Sculptural CAD allows designers and moldmakers alike to optimize designs with an eye toward streamlined manufacturability, including:

Scan cleanup and refinement.  Reclaiming lost features within scan data and sharpening detail is important in any mold, but challenging when the level of detail is high and parts are small.  Sculptural CAD features help assure a quality mold by showing and allowing the removal of tiny artifacts and imperfections of mesh files in advance.   

Analyzing moldability with draft analysis tools.   The traditional process of establishing mold parting lines for a highly sculptural product. For example, a toy figurine where the parting line runs through the middle of the human figure, formerly could only be done by hand.   For sizable product launches or products with a large number of parts, the task could be overwhelming.  Sculptural CAD allows one-click design and analysis of parting lines for sizable time-savings—paving the way for clearer communication between product designer and moldmaker.

For example, Bastion Studios’ debut of its Ex illis™ medieval history fantasy wargame meant the company had to design molds for nearly 100 miniature game pieces in several months—each with highly detailed facial expressions, textures, clothing and weapons of medieval battlefields.

The company relied on sculptural CAD to streamline the initial design and then electronically delivered digital files to its partner Ghost Studio in China.   There,  a designer used the same sculptural CAD solution, relying on simple commands like Analyze draft and Pull Direction to color code front and back parts of the mold, clearly identifying undercuts and show potential details that might break when the mold was opened.  As a result Bastion, was able to move from finished designs to final molds in just 2 weeks—instead of the typical 6- to 8-week process when using traditional sculpture, casting and pantographs.

Easy scalability to compensate for shrinkage.   Making an allowance for shrinkage during the molding process can be very important for certain products that require fit and function—since thicker sections of plastic will shrink more than thinner sections.

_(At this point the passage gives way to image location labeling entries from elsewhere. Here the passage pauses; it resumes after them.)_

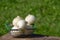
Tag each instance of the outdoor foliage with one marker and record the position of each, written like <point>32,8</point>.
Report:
<point>47,14</point>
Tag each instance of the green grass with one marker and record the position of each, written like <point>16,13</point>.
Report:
<point>47,14</point>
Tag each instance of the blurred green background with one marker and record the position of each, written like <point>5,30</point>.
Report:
<point>47,14</point>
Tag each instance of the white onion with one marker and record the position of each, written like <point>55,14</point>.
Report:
<point>15,20</point>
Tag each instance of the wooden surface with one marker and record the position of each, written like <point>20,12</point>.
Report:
<point>30,37</point>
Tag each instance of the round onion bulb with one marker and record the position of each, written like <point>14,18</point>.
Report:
<point>21,23</point>
<point>30,19</point>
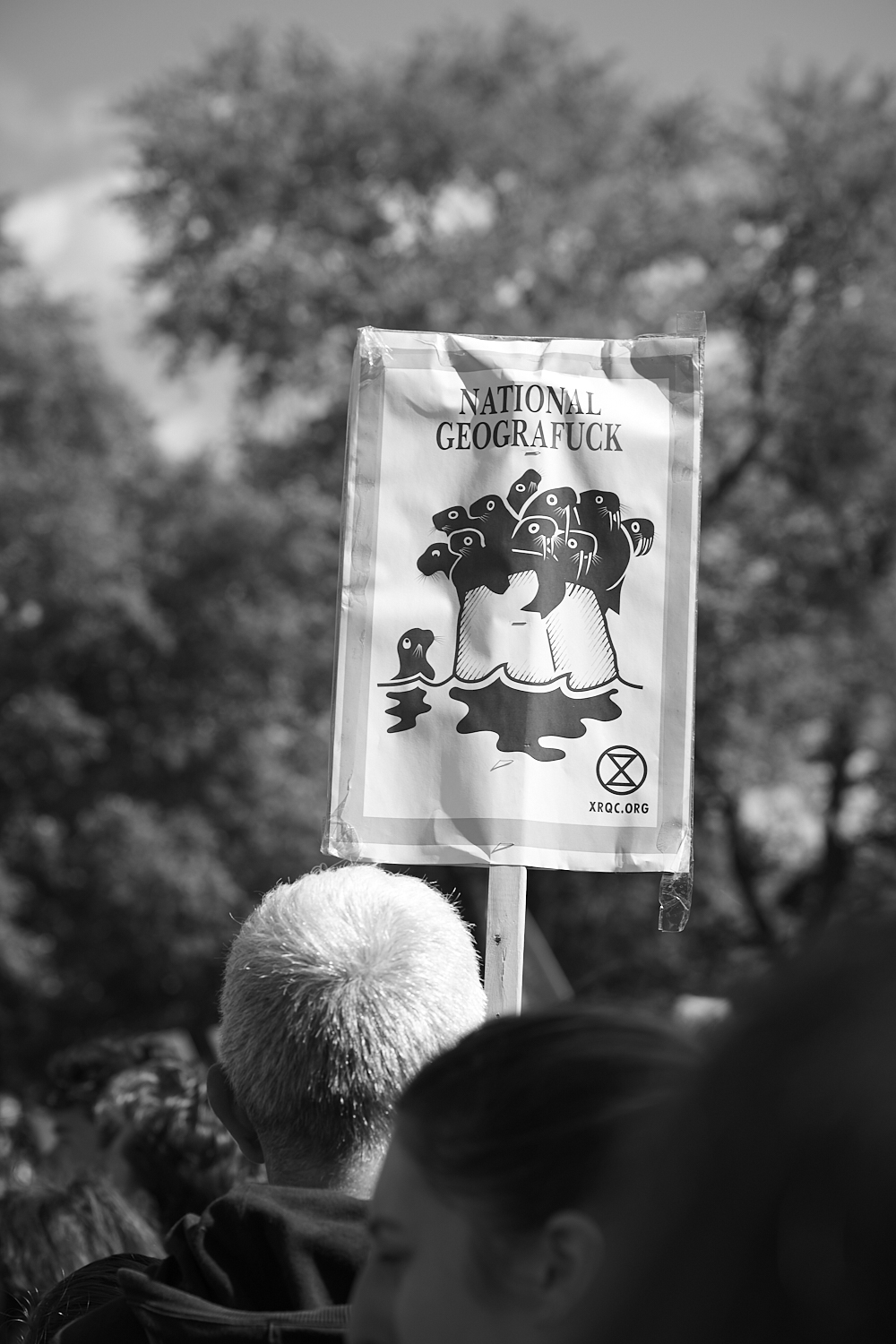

Within sculptural designs the section thickness can vary dramatically. Sculptural CAD features make it easy to analyze and upsize designs, so that finished molds will deliver perfectly detailed finished products.    

For example, Beme International formerly hand built the grandfathers or oversized models of the final design that were used to make manufacturing molds. Working this way, the reject rate for finished production pieces were about 50 percent.   By using a sculptural CAD solution to create a final design, Beme made a 3-D print that teams could view for accuracy and then used that as the grandfather, enabling them to cut remakes to less than 5 percent. This sped time-to-market—reducing time spent in manual mold design and allowing distinctive architectural detail that was important to its brand.

Support for sculpting shutoff surfaces with ease.   Producing water-tight shutoff surfaces on organic models—with the types of complicated parting lines required to keep the designers original intent—is an especially arduous task.  This is made even more complicated in family mold situations.  By using sculptural CAD, mold designers are able to quickly model complicated shutoff surfaces, perform iterations to simplify machining and deliver final designs far faster than is possible with manual methods.

Creating family molds.  Sculptural CAD allows swift layout of multiple parts united with sprues, such as game pieces. It gives the moldmaker the freedom to move parts rapidly, in a proxy mode, exploring all possible layouts to ensure well-balanced filling characteristics of a mold. Then automating alignment and replacing proxy models with the final detail models.

Putting Design and Manufacturing Teams on the Same Page
Sculptural CAD solutions are allowing organizations to better maintain the integrity of their designs, evaluate their designs for manufacturability more quickly, and deliver molds twice as fast.  This level of design control and time saved represents a huge leap forward in prep-for-manufacturing efficiency and can lead to increased revenue opportunities.